Speaking about climate change in a unified voice, however, isn’t easy when your coalition includes both countries like Qatar, the nation with the world’s highest per-capita carbon emissions, and Mauritania, a less-developed country that contributes practically nothing to global CO2. “There are very different realities around the Arab world,” says Tariq al-Olaimy, a 24-year-old member of AYCM’s policy team who resembles a Bahrainian James Franco. “What we have in common is that we’re all very vulnerable to climate extremes.” The Middle East is projected to be hammered by heat waves, sea level rise, and severe food and water shortages. 

These crises are likely to further disrupt a region that has, of course, experienced its share of tumult in recent years. Can AYCM recreate and redirect the fervor birthed by the Arab Spring protests? It will certainly be difficult: environmental groups the world over have long struggled to generate enthusiasm within their rank and file, and climate change, with its diffuse causes and uncertain effects, may have a hard time inspiring the same vast, blazing passion as the drive to overthrow dictators. 

But while AYCM’s members are hesitant to draw comparisons, Saif says that his organization can pull at least one crucial lesson from other uprisings. “When you want to become a global issue, you have to pull out all the stops,” he avers. “No matter your opinion on the Arab Spring, you can’t deny that it got noticed.”

The Arab Spring protests gained notoriety largely through their shrewd leveraging of social media, a strategy that AYCM has also been quick to adopt.
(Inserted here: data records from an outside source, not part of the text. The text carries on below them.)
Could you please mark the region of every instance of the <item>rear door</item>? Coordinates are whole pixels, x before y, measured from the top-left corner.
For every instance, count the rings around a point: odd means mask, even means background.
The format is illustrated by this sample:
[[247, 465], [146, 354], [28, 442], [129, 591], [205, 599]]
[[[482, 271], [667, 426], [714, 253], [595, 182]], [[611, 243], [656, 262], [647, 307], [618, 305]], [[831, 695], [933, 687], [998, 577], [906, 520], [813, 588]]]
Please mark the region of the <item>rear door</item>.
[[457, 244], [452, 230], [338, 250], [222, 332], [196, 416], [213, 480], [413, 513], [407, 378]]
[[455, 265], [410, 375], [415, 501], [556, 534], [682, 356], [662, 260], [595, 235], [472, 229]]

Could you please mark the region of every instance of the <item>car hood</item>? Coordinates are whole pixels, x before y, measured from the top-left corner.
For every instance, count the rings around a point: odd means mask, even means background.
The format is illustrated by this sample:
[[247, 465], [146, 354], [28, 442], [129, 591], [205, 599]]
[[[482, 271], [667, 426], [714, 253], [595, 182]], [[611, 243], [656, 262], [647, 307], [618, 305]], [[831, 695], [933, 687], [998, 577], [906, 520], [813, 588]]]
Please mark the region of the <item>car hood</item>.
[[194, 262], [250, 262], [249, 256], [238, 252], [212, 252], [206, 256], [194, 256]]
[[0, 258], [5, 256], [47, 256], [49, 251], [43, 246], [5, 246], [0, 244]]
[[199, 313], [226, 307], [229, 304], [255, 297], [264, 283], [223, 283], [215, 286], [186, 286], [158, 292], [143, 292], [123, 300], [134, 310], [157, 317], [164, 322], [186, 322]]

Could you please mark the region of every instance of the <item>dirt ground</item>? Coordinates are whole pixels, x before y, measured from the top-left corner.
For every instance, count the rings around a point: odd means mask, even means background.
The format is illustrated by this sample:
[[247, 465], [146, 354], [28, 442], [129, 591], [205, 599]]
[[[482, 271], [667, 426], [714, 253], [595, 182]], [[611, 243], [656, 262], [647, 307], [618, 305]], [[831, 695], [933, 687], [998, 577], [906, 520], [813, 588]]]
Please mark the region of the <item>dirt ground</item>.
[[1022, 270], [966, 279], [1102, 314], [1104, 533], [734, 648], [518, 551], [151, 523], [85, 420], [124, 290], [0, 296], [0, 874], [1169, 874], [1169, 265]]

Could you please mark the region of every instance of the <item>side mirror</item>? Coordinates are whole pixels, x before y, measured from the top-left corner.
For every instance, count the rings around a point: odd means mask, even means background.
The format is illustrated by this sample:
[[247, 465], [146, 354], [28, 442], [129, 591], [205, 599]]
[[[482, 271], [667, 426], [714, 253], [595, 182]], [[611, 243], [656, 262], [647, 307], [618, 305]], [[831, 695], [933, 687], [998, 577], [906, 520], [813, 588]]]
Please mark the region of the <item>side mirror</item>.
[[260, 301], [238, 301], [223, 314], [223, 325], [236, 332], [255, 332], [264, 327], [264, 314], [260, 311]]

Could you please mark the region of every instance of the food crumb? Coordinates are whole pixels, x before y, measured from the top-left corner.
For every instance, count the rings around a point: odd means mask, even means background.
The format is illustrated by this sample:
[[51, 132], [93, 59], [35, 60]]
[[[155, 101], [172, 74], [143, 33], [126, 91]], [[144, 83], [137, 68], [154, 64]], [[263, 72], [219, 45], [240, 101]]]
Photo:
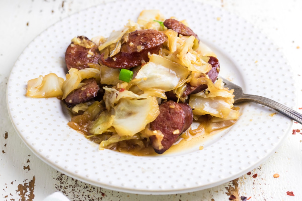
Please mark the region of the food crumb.
[[294, 192], [293, 191], [288, 191], [286, 192], [286, 194], [287, 194], [288, 195], [289, 195], [290, 196], [295, 196], [295, 195], [294, 194]]
[[271, 117], [273, 117], [274, 116], [275, 116], [277, 114], [277, 112], [274, 112], [274, 113], [272, 113], [271, 114], [270, 114], [269, 115]]
[[233, 195], [231, 195], [231, 196], [230, 196], [230, 198], [229, 198], [229, 199], [230, 200], [233, 199], [236, 199], [236, 196]]
[[247, 198], [244, 196], [241, 196], [240, 197], [240, 198], [242, 201], [246, 201], [247, 200]]

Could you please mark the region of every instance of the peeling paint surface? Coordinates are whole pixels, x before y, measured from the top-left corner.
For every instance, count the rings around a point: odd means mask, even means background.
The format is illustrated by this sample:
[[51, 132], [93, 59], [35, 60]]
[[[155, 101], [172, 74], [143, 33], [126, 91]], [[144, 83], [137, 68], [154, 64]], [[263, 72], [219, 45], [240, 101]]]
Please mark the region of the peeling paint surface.
[[[300, 48], [302, 46], [302, 26], [297, 25], [302, 19], [302, 2], [199, 0], [223, 7], [245, 18], [274, 42], [295, 72], [293, 79], [298, 87], [297, 109], [302, 112], [302, 49]], [[296, 131], [296, 134], [289, 133], [277, 151], [250, 173], [218, 186], [191, 193], [150, 196], [112, 191], [75, 179], [43, 163], [22, 141], [9, 119], [5, 94], [10, 70], [27, 44], [43, 30], [67, 16], [104, 1], [9, 2], [2, 3], [0, 7], [0, 19], [5, 19], [0, 21], [0, 27], [6, 27], [0, 32], [0, 92], [2, 95], [0, 96], [0, 200], [43, 200], [56, 191], [62, 192], [72, 201], [220, 201], [229, 200], [232, 195], [236, 198], [232, 200], [236, 201], [243, 200], [242, 197], [249, 198], [249, 201], [302, 200], [302, 133], [297, 131], [302, 130], [302, 125], [298, 123], [294, 124], [292, 129]], [[217, 14], [216, 18], [223, 19], [223, 16]], [[239, 57], [240, 55], [238, 53]], [[261, 62], [256, 58], [255, 61]], [[269, 72], [262, 73], [264, 74], [260, 73], [259, 76], [269, 75]], [[22, 106], [26, 107], [26, 103]], [[273, 111], [271, 112], [272, 115], [278, 115]], [[270, 137], [274, 137], [271, 134]], [[275, 174], [279, 176], [275, 177]]]

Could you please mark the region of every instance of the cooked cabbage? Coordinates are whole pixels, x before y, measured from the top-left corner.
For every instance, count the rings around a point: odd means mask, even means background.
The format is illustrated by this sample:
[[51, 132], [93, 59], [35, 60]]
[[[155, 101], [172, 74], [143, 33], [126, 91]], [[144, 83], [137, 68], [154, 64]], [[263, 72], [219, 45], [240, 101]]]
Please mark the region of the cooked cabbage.
[[208, 78], [198, 79], [201, 83], [207, 85], [208, 88], [205, 91], [190, 96], [189, 105], [193, 109], [193, 114], [210, 114], [217, 117], [227, 117], [233, 106], [233, 90], [229, 91], [222, 87], [221, 79], [214, 85]]
[[114, 116], [111, 115], [109, 111], [105, 110], [102, 112], [98, 118], [90, 126], [89, 132], [92, 134], [101, 134], [108, 131], [113, 122]]
[[78, 88], [78, 85], [82, 80], [81, 74], [76, 68], [71, 68], [66, 74], [66, 79], [63, 83], [62, 90], [63, 96], [62, 100], [66, 98], [69, 94]]
[[183, 84], [189, 71], [184, 66], [155, 54], [144, 65], [132, 81], [142, 90], [168, 91]]
[[64, 79], [54, 73], [44, 77], [40, 75], [27, 82], [26, 96], [36, 98], [60, 96], [63, 95], [62, 88], [64, 81]]
[[139, 100], [121, 99], [114, 109], [112, 126], [121, 136], [133, 136], [144, 129], [159, 114], [155, 97]]

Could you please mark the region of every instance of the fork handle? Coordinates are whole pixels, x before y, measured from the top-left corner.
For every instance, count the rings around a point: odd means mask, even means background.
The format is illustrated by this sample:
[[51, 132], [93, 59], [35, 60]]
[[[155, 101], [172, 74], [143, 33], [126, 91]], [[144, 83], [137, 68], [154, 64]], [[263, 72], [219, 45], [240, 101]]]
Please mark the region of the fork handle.
[[253, 102], [267, 106], [302, 124], [302, 114], [272, 100], [259, 96], [244, 94], [240, 99], [236, 100], [236, 102]]

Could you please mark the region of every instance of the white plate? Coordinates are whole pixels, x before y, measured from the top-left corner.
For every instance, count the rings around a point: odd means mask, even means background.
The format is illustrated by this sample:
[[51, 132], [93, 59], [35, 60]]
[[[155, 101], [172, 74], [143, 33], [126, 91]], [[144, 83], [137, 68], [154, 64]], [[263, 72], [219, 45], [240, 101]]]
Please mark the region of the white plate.
[[[47, 29], [28, 45], [11, 71], [7, 100], [12, 121], [24, 143], [45, 162], [72, 177], [108, 189], [167, 194], [201, 190], [231, 181], [259, 165], [280, 144], [292, 121], [273, 115], [275, 111], [266, 107], [246, 103], [240, 105], [242, 114], [233, 126], [190, 149], [156, 157], [100, 151], [97, 145], [67, 125], [70, 117], [59, 100], [25, 96], [30, 79], [50, 72], [65, 77], [65, 52], [75, 36], [108, 36], [128, 19], [136, 20], [142, 10], [159, 8], [167, 18], [187, 19], [201, 40], [217, 53], [221, 74], [242, 86], [247, 93], [292, 108], [295, 105], [292, 73], [282, 54], [242, 19], [195, 1], [105, 3]], [[204, 148], [199, 150], [201, 145]]]

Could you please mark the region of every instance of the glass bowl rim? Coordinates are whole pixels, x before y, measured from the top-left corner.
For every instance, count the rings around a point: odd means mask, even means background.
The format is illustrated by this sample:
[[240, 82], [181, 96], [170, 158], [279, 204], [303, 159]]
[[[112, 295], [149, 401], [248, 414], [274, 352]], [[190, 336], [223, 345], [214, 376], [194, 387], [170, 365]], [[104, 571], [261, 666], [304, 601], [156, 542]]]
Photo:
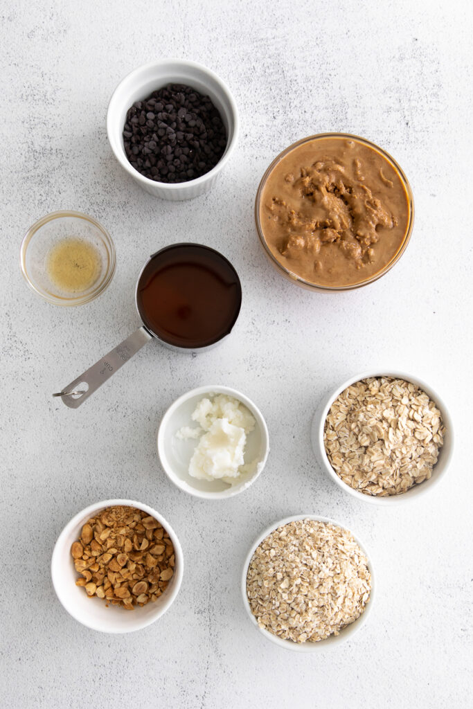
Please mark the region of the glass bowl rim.
[[[108, 255], [108, 265], [105, 275], [99, 284], [98, 286], [87, 296], [82, 295], [78, 296], [77, 298], [60, 298], [43, 293], [35, 285], [35, 283], [30, 277], [26, 268], [26, 253], [28, 251], [28, 247], [35, 234], [39, 229], [41, 228], [41, 227], [44, 226], [45, 224], [47, 224], [48, 222], [52, 221], [55, 219], [62, 218], [64, 217], [72, 217], [76, 219], [83, 219], [85, 221], [88, 221], [99, 229], [102, 235], [104, 237], [105, 244]], [[116, 266], [116, 255], [115, 251], [115, 245], [111, 236], [105, 227], [100, 223], [100, 222], [97, 221], [96, 219], [94, 219], [94, 217], [91, 216], [89, 214], [86, 214], [84, 212], [78, 212], [70, 209], [59, 209], [56, 211], [50, 212], [48, 214], [45, 214], [43, 217], [37, 220], [37, 221], [35, 221], [29, 228], [29, 229], [28, 229], [22, 239], [21, 245], [20, 247], [20, 268], [21, 269], [21, 273], [23, 274], [23, 276], [29, 287], [38, 296], [43, 298], [43, 300], [47, 301], [48, 303], [51, 303], [53, 305], [62, 306], [62, 307], [73, 307], [74, 306], [84, 305], [86, 303], [90, 303], [91, 301], [97, 298], [110, 285], [110, 282], [115, 273]]]
[[[283, 157], [285, 157], [288, 153], [289, 153], [294, 148], [298, 147], [299, 145], [301, 145], [305, 143], [308, 143], [310, 140], [313, 140], [316, 139], [320, 139], [324, 138], [347, 138], [348, 140], [356, 140], [358, 143], [361, 143], [363, 145], [367, 145], [369, 147], [373, 148], [374, 150], [379, 152], [383, 156], [383, 157], [386, 158], [389, 162], [391, 162], [396, 170], [398, 172], [399, 177], [401, 178], [401, 181], [403, 184], [403, 186], [406, 190], [406, 196], [407, 197], [408, 206], [409, 208], [409, 218], [407, 225], [407, 228], [406, 230], [406, 234], [404, 235], [404, 238], [402, 240], [402, 242], [399, 248], [396, 252], [391, 261], [389, 261], [386, 264], [386, 266], [384, 266], [384, 267], [382, 268], [381, 271], [379, 272], [379, 273], [375, 274], [370, 278], [367, 279], [365, 281], [362, 281], [360, 283], [355, 283], [348, 286], [323, 286], [314, 284], [311, 282], [310, 281], [306, 281], [301, 277], [298, 276], [297, 274], [294, 273], [293, 271], [290, 271], [289, 269], [286, 268], [285, 266], [283, 266], [283, 264], [277, 260], [277, 259], [274, 255], [271, 250], [269, 248], [266, 242], [266, 240], [265, 239], [263, 235], [263, 230], [261, 225], [261, 220], [260, 218], [260, 206], [261, 203], [261, 196], [262, 194], [262, 191], [265, 186], [266, 186], [266, 182], [267, 181], [268, 177], [269, 177], [269, 174], [271, 174], [274, 168], [276, 167], [277, 163], [279, 162], [283, 159]], [[386, 274], [388, 271], [390, 271], [391, 269], [393, 267], [393, 266], [394, 266], [394, 264], [397, 263], [397, 262], [399, 260], [399, 259], [404, 254], [404, 251], [406, 250], [406, 248], [407, 247], [407, 245], [408, 244], [411, 240], [411, 235], [412, 234], [412, 230], [414, 225], [414, 211], [415, 211], [414, 198], [412, 193], [412, 189], [409, 184], [409, 181], [406, 177], [404, 170], [402, 169], [399, 164], [394, 160], [392, 155], [391, 155], [386, 150], [384, 150], [382, 147], [380, 147], [379, 145], [377, 145], [376, 143], [372, 143], [371, 140], [368, 140], [365, 138], [362, 138], [362, 136], [360, 135], [355, 135], [354, 133], [338, 133], [337, 131], [316, 133], [313, 135], [308, 135], [306, 138], [301, 138], [299, 140], [296, 140], [295, 143], [291, 143], [287, 147], [284, 148], [284, 150], [282, 150], [276, 156], [276, 157], [272, 161], [269, 167], [265, 170], [262, 177], [261, 178], [260, 184], [258, 185], [258, 189], [256, 192], [256, 198], [255, 200], [255, 221], [256, 223], [256, 230], [257, 231], [258, 237], [260, 238], [261, 245], [265, 250], [265, 252], [266, 253], [266, 255], [269, 258], [269, 260], [272, 262], [273, 265], [275, 266], [278, 270], [282, 271], [283, 275], [286, 276], [289, 280], [292, 281], [293, 282], [295, 281], [297, 285], [300, 285], [302, 287], [308, 289], [311, 291], [318, 291], [319, 292], [322, 291], [325, 293], [337, 292], [340, 291], [352, 291], [357, 288], [361, 288], [363, 286], [367, 286], [369, 284], [373, 283], [374, 281], [377, 281], [378, 279], [381, 278], [382, 276]]]

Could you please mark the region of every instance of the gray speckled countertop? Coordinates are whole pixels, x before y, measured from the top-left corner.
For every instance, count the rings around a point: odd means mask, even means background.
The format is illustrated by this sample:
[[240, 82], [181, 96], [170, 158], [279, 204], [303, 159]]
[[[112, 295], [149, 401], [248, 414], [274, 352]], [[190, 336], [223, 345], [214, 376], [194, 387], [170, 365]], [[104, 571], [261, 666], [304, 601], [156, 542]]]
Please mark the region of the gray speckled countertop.
[[[3, 706], [469, 705], [472, 19], [468, 0], [2, 4]], [[221, 74], [242, 124], [213, 191], [181, 203], [136, 186], [105, 131], [122, 77], [169, 56]], [[416, 208], [396, 267], [367, 288], [333, 296], [299, 290], [273, 271], [252, 219], [269, 162], [292, 141], [325, 130], [385, 147], [409, 178]], [[116, 245], [111, 286], [79, 308], [43, 302], [18, 265], [25, 230], [59, 208], [92, 214]], [[152, 342], [78, 411], [52, 399], [137, 326], [141, 264], [183, 238], [221, 250], [240, 274], [243, 306], [232, 337], [194, 359]], [[335, 487], [308, 437], [324, 392], [379, 364], [430, 381], [456, 427], [447, 479], [394, 510]], [[174, 488], [155, 450], [165, 409], [208, 383], [253, 398], [272, 442], [255, 485], [214, 503]], [[67, 615], [49, 567], [76, 512], [122, 496], [169, 520], [186, 569], [162, 618], [112, 637]], [[377, 572], [369, 623], [317, 656], [260, 637], [240, 596], [253, 539], [301, 512], [332, 516], [360, 534]]]

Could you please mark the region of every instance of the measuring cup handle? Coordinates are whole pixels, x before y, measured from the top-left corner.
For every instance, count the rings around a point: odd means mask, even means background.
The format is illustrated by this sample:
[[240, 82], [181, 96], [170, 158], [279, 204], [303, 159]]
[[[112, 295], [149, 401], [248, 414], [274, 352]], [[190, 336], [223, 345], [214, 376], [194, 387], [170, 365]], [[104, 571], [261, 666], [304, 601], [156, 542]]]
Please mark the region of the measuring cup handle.
[[63, 403], [69, 408], [78, 408], [151, 338], [152, 335], [145, 328], [138, 328], [83, 374], [65, 386], [62, 391], [52, 396], [60, 396]]

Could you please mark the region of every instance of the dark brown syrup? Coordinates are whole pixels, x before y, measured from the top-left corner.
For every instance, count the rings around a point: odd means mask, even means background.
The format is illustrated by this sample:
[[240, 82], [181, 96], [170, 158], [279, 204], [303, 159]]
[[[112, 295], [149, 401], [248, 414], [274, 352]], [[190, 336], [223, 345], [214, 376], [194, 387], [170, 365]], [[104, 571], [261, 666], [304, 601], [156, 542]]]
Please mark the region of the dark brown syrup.
[[213, 249], [175, 244], [159, 251], [145, 267], [137, 305], [145, 326], [168, 344], [207, 347], [235, 324], [241, 305], [240, 279]]

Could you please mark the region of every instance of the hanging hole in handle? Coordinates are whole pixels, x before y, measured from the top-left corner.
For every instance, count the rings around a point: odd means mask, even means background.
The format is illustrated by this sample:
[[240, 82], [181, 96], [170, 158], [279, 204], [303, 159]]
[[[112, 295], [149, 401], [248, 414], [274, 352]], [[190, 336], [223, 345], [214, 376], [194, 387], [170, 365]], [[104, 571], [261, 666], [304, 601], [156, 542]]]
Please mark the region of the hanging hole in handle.
[[81, 381], [77, 384], [71, 391], [58, 391], [57, 393], [52, 394], [53, 396], [71, 396], [74, 399], [80, 398], [89, 391], [89, 384], [87, 381]]

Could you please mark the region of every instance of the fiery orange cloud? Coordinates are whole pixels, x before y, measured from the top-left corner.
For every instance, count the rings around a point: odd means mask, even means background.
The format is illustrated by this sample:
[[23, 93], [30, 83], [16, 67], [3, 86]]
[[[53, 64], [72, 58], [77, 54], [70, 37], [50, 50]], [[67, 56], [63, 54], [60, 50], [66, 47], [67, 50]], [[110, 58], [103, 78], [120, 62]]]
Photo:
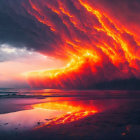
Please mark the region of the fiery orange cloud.
[[67, 65], [59, 69], [27, 73], [30, 85], [88, 88], [102, 81], [139, 78], [137, 35], [90, 1], [71, 2], [70, 7], [66, 0], [41, 0], [40, 4], [29, 0], [28, 13], [56, 36], [51, 46], [57, 50], [54, 55], [67, 60]]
Jihad M’nasria, a 28-year-old Tunisian-American and self-described “social media freak,” is among the group’s mavens. Through Twitter, Facebook, and the creative deployment of photos and video, M’nasria and her team have built an alliance that is growing both numerically and geographically: Against a far wall, two Kurdish Iraqis strategize tersely in their home language. And they've only just begun to build their coalition. “We’ve been working on what we’re going to do once the COP is over,” M’nasria says. “We plan to get involved in research and education in schools over the next five years.” 

For now, though, the Arab Youth are enjoying the ride. According to Saif, their recent march through the streets of downtown Doha was covered by 130 different media outlets. “We’re the hot new thing around here,” Saif says. “Everyone wants to talk about us.”

Still, the movement’s leaders profess that they won’t be satisfied until they’ve secured emissions-reduction pledges from their home countries – and, considering that many of AYCM’s members come from OPEC states that would sooner give up oxygen than oil, extracting those pledges might be like drawing water from the desert. “We sat down for a long meeting with the negotiators yesterday, and it went well,” said al-Olaimy on Tuesday. He smiled slightly when he added, “Of course, there’s a difference between access to power and influence over power.”